BANDA NEIRA, Serpihan Sejarah di Maluku

Facebooktwittergoogle_pluspinterestlinkedinmail

Mengunjungi Maluku tak lengkap rasanya jika tidak menyempatkan diri pergi ke salah satu pulau mempesona di Kepulauan Banda yaitu Pulau Banda Neira. Ada banyak hal dan tempat menarik yang bisa Anda temui di Pulau Banda Neira. Pulau Banda Neira atau lebih dikenal sebagai Bandanaira terletak di Pulau Neira dan merupakan kota di Kepulauan Banda yang berfungsi sebagai pusat administratif dari Kecamatan Banda, Kabupaten Maluku Tengah, Provinsi Maluku.

Banda Neira memiliki nuansa kota tua. Mengapa? karena memang tempat ini merupakan pusat bagi pedagang. Para saudagar melakukan jual beli pala dan fuli yang saat itu merupakan komoditas paling banyak dicari di Kepulauan Banda dan menjadi asal sumber rempah-rempah hingga pertengahan abad ke-19. Tak heran jika kaum penjajah berebut masuk mengambil rempah di tanah ini. Alhasil, bekas-bekas penjajahan bangsa Eropa pun tertinggal jelas dari bangunan-bangunannya yang masih kokoh sampai saat ini, temboknya tebal dan tinggi, dilengkapi tiang-tiang bulat besar.

Jejak peninggalan bangsa Eropa di pulau kecil di tengah lautan Banda ini menyimpan banyak sejarah penjajahan bangsa Eropa di Indonesia. Bahkan sebelum Belanda menancapkan kekuasaannya di Batavia atau Jakarta, Belanda telah lebih dulu menancapkan kekuasaannya di Banda Neira karena kekayaan pala yang pada saat itu merupakan rempah termahal di pasar Eropa.

Hal ini terbukti dari adanya Istana Mini yang pernah ditinggali gubernur jenderal pertama di Indonesia, yaitu Joen Pieterszoen Coen, yang konon dibangun oleh Belanda satu tahun sebelum dibangunnya Istana Merdeka atau Gedung Putih di Bogor.
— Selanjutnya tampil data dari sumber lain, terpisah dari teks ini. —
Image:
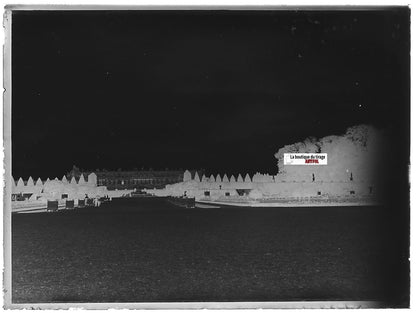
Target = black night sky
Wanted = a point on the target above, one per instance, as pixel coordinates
(217, 90)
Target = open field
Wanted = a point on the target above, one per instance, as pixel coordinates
(134, 250)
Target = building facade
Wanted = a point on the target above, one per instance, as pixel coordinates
(133, 179)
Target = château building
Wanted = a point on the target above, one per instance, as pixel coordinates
(131, 179)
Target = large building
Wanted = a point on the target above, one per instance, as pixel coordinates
(133, 179)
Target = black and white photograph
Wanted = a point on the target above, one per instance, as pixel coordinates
(206, 157)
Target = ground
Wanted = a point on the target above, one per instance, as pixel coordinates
(134, 250)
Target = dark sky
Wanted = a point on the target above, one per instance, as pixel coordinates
(217, 90)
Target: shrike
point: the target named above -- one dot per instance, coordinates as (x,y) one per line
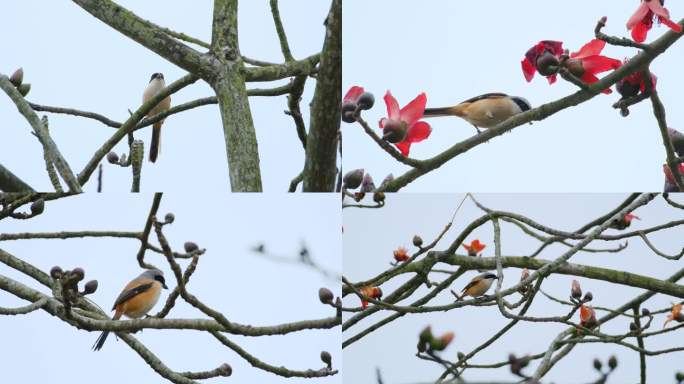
(484,111)
(136,299)
(478,286)
(153,88)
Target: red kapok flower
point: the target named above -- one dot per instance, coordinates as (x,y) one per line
(543,57)
(633,84)
(372,292)
(401,254)
(668,173)
(642,20)
(587,62)
(474,248)
(676,314)
(402,126)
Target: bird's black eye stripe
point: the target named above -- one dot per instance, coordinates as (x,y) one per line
(524,106)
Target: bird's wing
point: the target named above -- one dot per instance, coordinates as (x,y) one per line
(129,293)
(470,285)
(493,95)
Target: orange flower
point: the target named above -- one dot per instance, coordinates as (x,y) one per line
(474,248)
(372,292)
(401,254)
(676,314)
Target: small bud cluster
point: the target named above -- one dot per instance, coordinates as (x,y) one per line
(359,179)
(68,281)
(36,208)
(17,79)
(372,292)
(327,359)
(354,102)
(517,364)
(401,255)
(612,364)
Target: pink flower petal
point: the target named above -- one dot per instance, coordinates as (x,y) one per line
(552,78)
(598,64)
(404,147)
(640,31)
(638,15)
(353,94)
(658,9)
(392,106)
(382,121)
(589,78)
(591,48)
(528,69)
(674,26)
(414,110)
(418,132)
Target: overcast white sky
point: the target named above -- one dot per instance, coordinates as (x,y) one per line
(453,50)
(247,288)
(74,60)
(371,235)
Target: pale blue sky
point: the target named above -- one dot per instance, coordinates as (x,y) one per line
(453,50)
(74,60)
(370,236)
(247,288)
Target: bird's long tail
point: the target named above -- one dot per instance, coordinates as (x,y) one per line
(456,110)
(103,336)
(100,341)
(155,145)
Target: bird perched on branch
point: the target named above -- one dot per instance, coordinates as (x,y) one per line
(153,88)
(484,111)
(478,286)
(136,299)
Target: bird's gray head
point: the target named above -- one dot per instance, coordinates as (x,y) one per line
(157,75)
(488,275)
(522,103)
(154,274)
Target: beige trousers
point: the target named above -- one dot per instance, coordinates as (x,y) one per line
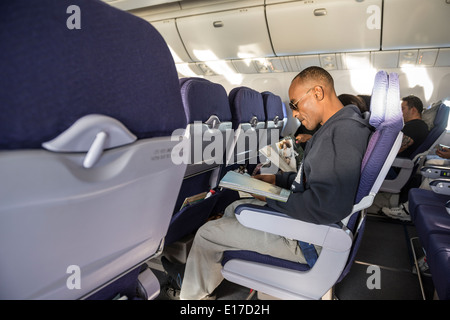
(203,267)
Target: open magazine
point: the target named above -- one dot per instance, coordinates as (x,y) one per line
(242,182)
(284,155)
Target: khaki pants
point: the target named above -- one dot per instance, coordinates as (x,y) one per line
(203,267)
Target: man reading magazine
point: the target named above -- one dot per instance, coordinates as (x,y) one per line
(323,190)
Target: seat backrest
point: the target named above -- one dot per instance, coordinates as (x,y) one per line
(386,118)
(440,123)
(209,121)
(275,121)
(88,184)
(247,110)
(209,126)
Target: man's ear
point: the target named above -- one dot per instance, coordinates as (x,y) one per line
(318,93)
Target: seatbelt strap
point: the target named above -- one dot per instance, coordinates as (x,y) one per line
(309,251)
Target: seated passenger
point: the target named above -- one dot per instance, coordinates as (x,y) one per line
(415,129)
(402,211)
(323,190)
(302,135)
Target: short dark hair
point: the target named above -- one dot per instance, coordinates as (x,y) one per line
(316,73)
(414,102)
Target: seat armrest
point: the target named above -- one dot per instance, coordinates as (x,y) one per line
(395,185)
(403,163)
(266,219)
(441,186)
(435,172)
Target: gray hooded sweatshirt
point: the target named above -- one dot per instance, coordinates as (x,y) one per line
(324,189)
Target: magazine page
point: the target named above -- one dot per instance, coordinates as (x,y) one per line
(284,157)
(236,181)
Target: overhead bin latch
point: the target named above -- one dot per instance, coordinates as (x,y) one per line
(320,12)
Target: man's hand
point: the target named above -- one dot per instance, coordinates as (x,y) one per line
(269,178)
(443,152)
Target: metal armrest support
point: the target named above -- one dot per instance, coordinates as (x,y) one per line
(435,172)
(395,185)
(441,186)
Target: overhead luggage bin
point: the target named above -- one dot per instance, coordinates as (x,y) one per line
(323,26)
(168,30)
(421,24)
(234,34)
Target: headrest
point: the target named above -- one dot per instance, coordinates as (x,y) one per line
(273,106)
(203,98)
(116,65)
(393,115)
(246,104)
(378,99)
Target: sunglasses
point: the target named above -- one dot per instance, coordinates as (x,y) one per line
(294,105)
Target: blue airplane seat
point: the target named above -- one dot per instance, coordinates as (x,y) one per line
(290,280)
(428,210)
(275,119)
(247,110)
(408,166)
(209,122)
(89,100)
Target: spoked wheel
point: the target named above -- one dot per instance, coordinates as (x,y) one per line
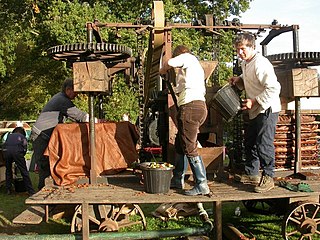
(107,218)
(267,206)
(302,221)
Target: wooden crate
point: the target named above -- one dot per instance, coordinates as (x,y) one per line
(90,77)
(298,82)
(212,157)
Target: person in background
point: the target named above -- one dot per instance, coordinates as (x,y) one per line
(263,104)
(190,91)
(59,108)
(14,150)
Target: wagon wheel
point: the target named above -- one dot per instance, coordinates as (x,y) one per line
(90,52)
(267,206)
(302,221)
(106,218)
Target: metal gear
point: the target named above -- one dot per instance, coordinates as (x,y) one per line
(295,59)
(90,52)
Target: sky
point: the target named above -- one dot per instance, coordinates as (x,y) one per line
(305,13)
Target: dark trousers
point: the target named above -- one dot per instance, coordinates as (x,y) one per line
(39,146)
(259,146)
(190,117)
(13,155)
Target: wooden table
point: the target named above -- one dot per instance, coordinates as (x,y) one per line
(126,193)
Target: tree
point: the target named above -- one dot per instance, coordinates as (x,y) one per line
(29,77)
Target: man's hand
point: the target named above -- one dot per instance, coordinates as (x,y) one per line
(247,103)
(234,80)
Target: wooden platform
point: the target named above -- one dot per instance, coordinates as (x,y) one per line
(133,192)
(32,215)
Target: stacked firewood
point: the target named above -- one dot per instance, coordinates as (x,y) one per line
(285,141)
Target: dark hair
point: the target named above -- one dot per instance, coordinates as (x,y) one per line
(19,130)
(245,38)
(179,50)
(68,83)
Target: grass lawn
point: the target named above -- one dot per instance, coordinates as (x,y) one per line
(262,226)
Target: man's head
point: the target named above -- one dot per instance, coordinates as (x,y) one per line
(67,88)
(180,50)
(245,46)
(19,130)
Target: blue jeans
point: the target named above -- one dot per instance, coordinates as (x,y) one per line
(259,146)
(190,117)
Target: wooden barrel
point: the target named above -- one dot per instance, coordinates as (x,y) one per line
(227,102)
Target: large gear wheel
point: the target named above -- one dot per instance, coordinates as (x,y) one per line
(90,52)
(295,59)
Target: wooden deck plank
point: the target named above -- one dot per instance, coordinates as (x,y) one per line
(134,193)
(32,215)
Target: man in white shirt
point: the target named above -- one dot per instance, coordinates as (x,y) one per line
(263,104)
(190,90)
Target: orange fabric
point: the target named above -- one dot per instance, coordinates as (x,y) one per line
(68,150)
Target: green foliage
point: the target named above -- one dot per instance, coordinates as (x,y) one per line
(29,77)
(124,100)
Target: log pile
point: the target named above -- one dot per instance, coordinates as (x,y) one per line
(285,141)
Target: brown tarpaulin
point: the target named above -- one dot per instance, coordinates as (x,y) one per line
(68,150)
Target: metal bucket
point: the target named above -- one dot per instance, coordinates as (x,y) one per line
(227,102)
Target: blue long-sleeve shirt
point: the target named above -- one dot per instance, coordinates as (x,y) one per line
(16,142)
(56,111)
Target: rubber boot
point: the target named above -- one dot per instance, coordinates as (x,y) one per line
(181,165)
(199,176)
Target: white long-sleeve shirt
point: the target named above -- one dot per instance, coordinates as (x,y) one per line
(190,81)
(261,83)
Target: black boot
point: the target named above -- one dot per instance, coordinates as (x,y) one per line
(181,165)
(199,176)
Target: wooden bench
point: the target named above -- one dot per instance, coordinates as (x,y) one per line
(32,215)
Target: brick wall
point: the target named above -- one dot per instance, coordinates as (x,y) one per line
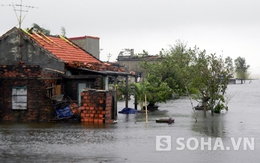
(96,106)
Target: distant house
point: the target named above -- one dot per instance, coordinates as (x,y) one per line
(34,68)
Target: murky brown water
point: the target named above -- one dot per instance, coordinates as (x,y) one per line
(131,140)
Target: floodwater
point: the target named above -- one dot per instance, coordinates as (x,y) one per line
(231,136)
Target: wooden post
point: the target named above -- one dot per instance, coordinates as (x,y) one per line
(126,95)
(146,114)
(135,95)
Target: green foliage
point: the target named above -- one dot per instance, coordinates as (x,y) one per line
(187,71)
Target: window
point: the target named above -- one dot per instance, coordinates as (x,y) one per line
(53,89)
(19,98)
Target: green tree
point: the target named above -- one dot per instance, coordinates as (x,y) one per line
(241,68)
(193,72)
(210,75)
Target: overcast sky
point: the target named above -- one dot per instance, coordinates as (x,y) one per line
(225,27)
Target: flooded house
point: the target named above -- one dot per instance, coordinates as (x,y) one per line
(35,69)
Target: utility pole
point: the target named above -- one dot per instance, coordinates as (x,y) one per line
(19,9)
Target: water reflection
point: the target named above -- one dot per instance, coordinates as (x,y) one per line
(132,140)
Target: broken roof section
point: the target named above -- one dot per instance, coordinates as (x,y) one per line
(70,53)
(62,48)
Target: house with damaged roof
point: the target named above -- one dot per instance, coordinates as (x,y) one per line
(35,68)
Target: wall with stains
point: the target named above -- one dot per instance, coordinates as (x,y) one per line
(39,106)
(16,47)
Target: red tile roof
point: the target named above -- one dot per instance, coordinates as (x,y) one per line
(83,37)
(63,48)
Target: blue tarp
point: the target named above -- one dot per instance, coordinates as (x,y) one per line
(63,112)
(128,111)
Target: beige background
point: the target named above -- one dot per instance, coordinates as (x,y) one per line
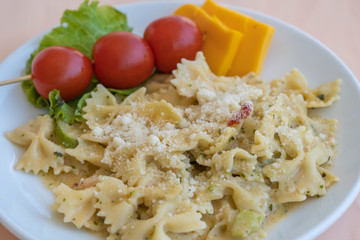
(335,23)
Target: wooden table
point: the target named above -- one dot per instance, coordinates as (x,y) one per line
(334,23)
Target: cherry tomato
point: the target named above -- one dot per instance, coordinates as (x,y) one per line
(62,68)
(122,60)
(172,38)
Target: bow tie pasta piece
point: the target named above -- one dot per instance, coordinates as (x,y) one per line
(76,205)
(164,163)
(42,153)
(323,96)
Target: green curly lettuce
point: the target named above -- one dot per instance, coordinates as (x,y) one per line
(79,29)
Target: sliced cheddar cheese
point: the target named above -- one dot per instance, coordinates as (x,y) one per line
(255,43)
(220,42)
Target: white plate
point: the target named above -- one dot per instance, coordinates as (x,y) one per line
(25,203)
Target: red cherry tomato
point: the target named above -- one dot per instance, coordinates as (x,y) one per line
(62,68)
(122,60)
(172,38)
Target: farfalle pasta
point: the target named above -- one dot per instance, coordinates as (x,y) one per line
(178,159)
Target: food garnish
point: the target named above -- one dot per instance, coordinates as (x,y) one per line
(63,68)
(173,38)
(122,60)
(78,29)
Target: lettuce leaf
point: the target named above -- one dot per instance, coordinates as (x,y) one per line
(78,29)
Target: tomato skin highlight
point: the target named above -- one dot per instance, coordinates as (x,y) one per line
(62,68)
(172,38)
(122,60)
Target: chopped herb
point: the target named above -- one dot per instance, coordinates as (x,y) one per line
(321,96)
(58,154)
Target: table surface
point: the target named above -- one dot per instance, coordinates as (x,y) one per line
(332,22)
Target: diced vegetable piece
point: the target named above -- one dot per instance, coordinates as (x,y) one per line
(220,43)
(246,222)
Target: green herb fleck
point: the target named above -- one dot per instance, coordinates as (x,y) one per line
(321,96)
(58,154)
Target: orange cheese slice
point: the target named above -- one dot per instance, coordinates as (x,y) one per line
(220,42)
(255,43)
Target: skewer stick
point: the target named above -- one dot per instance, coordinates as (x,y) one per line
(15,80)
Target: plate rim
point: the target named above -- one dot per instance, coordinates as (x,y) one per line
(315,231)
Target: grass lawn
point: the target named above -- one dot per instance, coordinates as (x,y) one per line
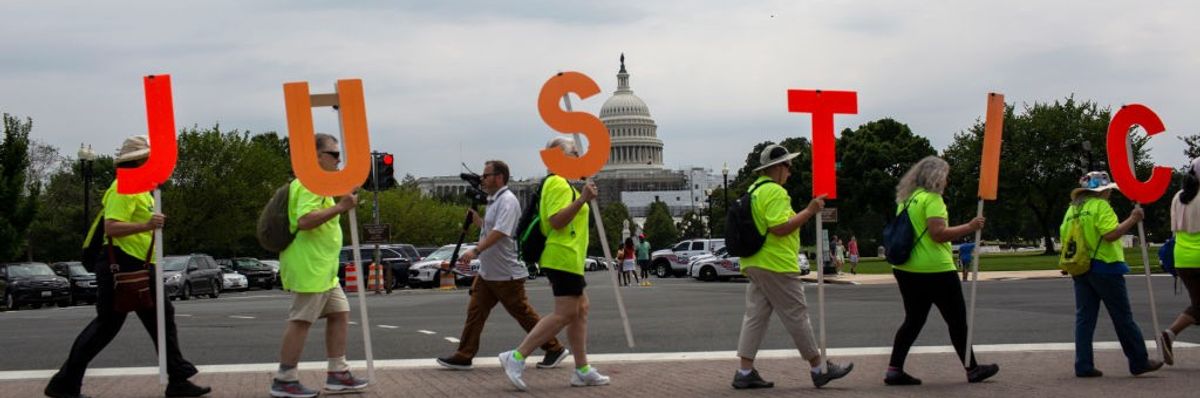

Istana ini disebut Istana Mini karena ukurannya yang terhitung kecil untuk sebuah istana. Selain Istana Mini, bukti lain berharganya kekayaan Indonesia di mata bangsa Eropa adalah Monumen Parigi Rante. Monumen ini memperingati peristiwa dibantainya para saudagar kaya di Banda Naira. Kekayaan rempah pala mereka dirampas dan mereka dibantai di hadapan anak dan istri mereka.

Beberapa orang yang tersisa dibawa ke pulau Jawa untuk dijadikan budak. Beberapa sisa sejarah lainnya juga diabadikan di Rumah Budaya. Didalam bangunan ini disimpan semua peralatan rumah tangga yang dulu digunakan oleh para tentara VOC di Banda Neira. Saat memasuki Rumah Budaya, Anda akan benar-benar merasa berada di masa lalu karena barang-barangnya yang masih asli. Selain itu juga ada beberapa lukisan yang menggambarkan masa lalu, termasuk peristiwa pembantaian saudagar-saudagar Banda Neira.

Anda juga bisa menapaki jejak diasingkannya Bung Hatta, Sutan Syahrir dan Dr. Cipto Mangunkusumo yang pernah diasingkan ke Banda Neira. Ada rumah peninggalan mereka bertiga masing-masing di pulau ini, ada juga tempat bekas Bung Hatta mengajar anak-anak Banda Neira di masa lalu. Bahkan nama Sutan Syahrir dan Bung Hatta dijadikan nama salah satu pulau di kepulauan Banda Neira. Pulau Sutan Syahrir memiliki spot diving dan snorkeling terbaik di lautan Banda.

Peninggalan sejarah lainnya di Banda Neira adalah benteng-benteng yang dulu dijadikan pertahanan bangsa Eropa di Indonesia. Salah satunya adalah Benteng Belgica yang dibangun oleh Portugis sebelum digunakan oleh Belanda. Oleh Portugis, benteng ini digunkan untuk memantau kedatangan musuh. Saat pasukan VOC datang dan menguasai Banda Neira menggantikan Portugis, benteng ini diperbarui dan digunakan untuk memantau lalu lintas kapal dagang di perairan Banda Neira. Benteng ini bertembok raksasa dengan menara di setiap sudutnya dan memiliki pemandangan yang sangat menawan ke arah gunung dan lautan. Selain itu, ada juga benteng-benteng lain yang dibangun Belanda untuk pertahanan seperti Benteng Nassau, Benteng Revengie, Benteng Hollandia dan Benteng Concordia.